Other upgrades include:

- Upgraded Kurs-A rendezvous system designated Kurs-NA, including new antennas
- Upgraded flight control system that can take advantage of the GLONASS navigation satellites for the first time, for autonomous trajectory measurements
- New digital television system, which replaced an older analog TV, allowing transmission between the transport ship and the space station via onboard radio channels.
- New digital backup control unit
- Enhanced meteoroid shielding
- New LED-based lighting system
- Upgraded angular velocity sensors
- Docking port equipped with a backup electric driving mechanism

== Launch ==
Progress MS-02 was launched on 31 March 2016 at 16:23:57 UTC from the Baikonur Cosmodrome in Kazakhstan.

== Docking ==
Progress MS-02 docked successfully with the aft docking port of the Zvezda module on 2 April 2016 at 17:58 UTC.

== Cargo ==
The Progress MS-02 spacecraft carried 2425 kg of cargo and supplies to the International Space Station.
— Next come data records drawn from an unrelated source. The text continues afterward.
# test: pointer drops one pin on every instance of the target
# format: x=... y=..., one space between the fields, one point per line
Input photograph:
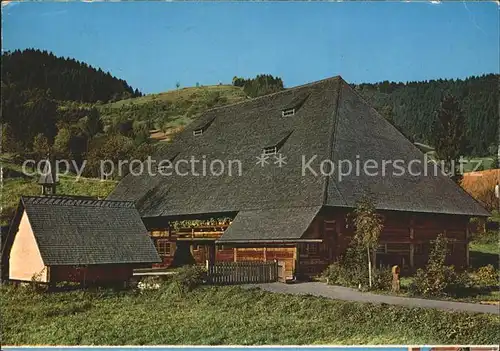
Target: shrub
x=149 y=283
x=487 y=276
x=437 y=279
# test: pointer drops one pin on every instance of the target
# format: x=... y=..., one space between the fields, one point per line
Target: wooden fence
x=245 y=272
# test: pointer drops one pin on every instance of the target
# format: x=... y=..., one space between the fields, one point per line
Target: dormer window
x=288 y=112
x=272 y=150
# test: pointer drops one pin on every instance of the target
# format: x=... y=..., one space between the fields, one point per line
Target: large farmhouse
x=279 y=191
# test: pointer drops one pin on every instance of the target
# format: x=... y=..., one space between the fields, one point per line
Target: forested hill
x=411 y=106
x=65 y=78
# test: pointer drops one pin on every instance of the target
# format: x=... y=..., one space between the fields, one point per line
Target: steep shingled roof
x=80 y=231
x=332 y=123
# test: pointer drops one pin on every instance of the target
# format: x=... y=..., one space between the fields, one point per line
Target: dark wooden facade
x=406 y=240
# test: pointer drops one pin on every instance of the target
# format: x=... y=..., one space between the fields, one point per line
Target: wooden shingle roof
x=332 y=123
x=79 y=231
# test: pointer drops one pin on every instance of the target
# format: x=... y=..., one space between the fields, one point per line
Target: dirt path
x=341 y=293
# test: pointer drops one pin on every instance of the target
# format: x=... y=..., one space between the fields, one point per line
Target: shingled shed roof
x=332 y=123
x=79 y=231
x=280 y=224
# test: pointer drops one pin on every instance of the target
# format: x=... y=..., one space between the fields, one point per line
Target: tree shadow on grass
x=481 y=259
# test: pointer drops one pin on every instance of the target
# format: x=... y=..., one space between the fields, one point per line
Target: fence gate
x=244 y=272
The spacecraft delivered food, fuel and supplies, including 540 kg of propellant, 47 kg of oxygen and air, 420 kg of water, and 1418 kg of spare parts, supplies and experiment hardware for the six members of the Expedition 47 crew.
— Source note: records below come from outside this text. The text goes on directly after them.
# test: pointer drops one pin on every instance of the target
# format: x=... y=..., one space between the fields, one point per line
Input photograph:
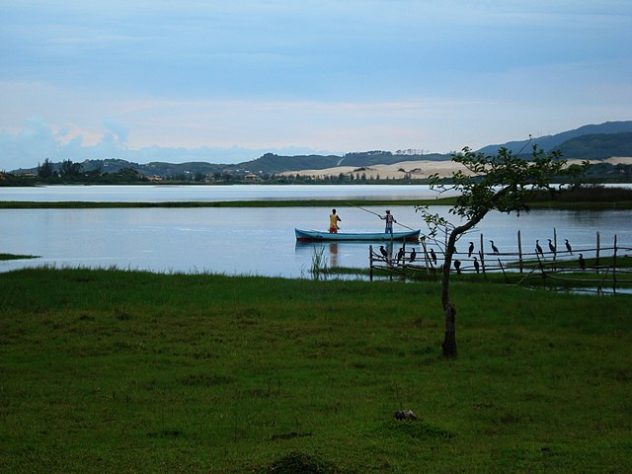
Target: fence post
x=482 y=254
x=426 y=258
x=370 y=263
x=520 y=251
x=614 y=266
x=555 y=247
x=597 y=252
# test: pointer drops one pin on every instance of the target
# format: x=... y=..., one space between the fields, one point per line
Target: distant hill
x=553 y=142
x=271 y=163
x=587 y=142
x=598 y=146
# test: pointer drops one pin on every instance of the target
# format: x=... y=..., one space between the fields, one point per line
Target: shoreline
x=558 y=205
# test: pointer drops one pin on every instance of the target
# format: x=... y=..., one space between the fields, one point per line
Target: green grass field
x=111 y=371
Also was delivered amateur satellite Tomsk-TPU 120 (1998-067MZ) built by the Tomsk Polytechnic University. The satellite is based on the 3U CubeSat standard and was constructed with using 3D printing technology. The satellite's size is 30 by 10 cm, weight is 5 kg. Release of Tomsk-TPU 120 was made by hand during a spacewalk on 17 August 2017. The satellite will broadcast congratulations on the 120th anniversary of the Tomsk Polytechnic University, recorded by students on 11 languages and will be operate on 437.025 MHz downlink.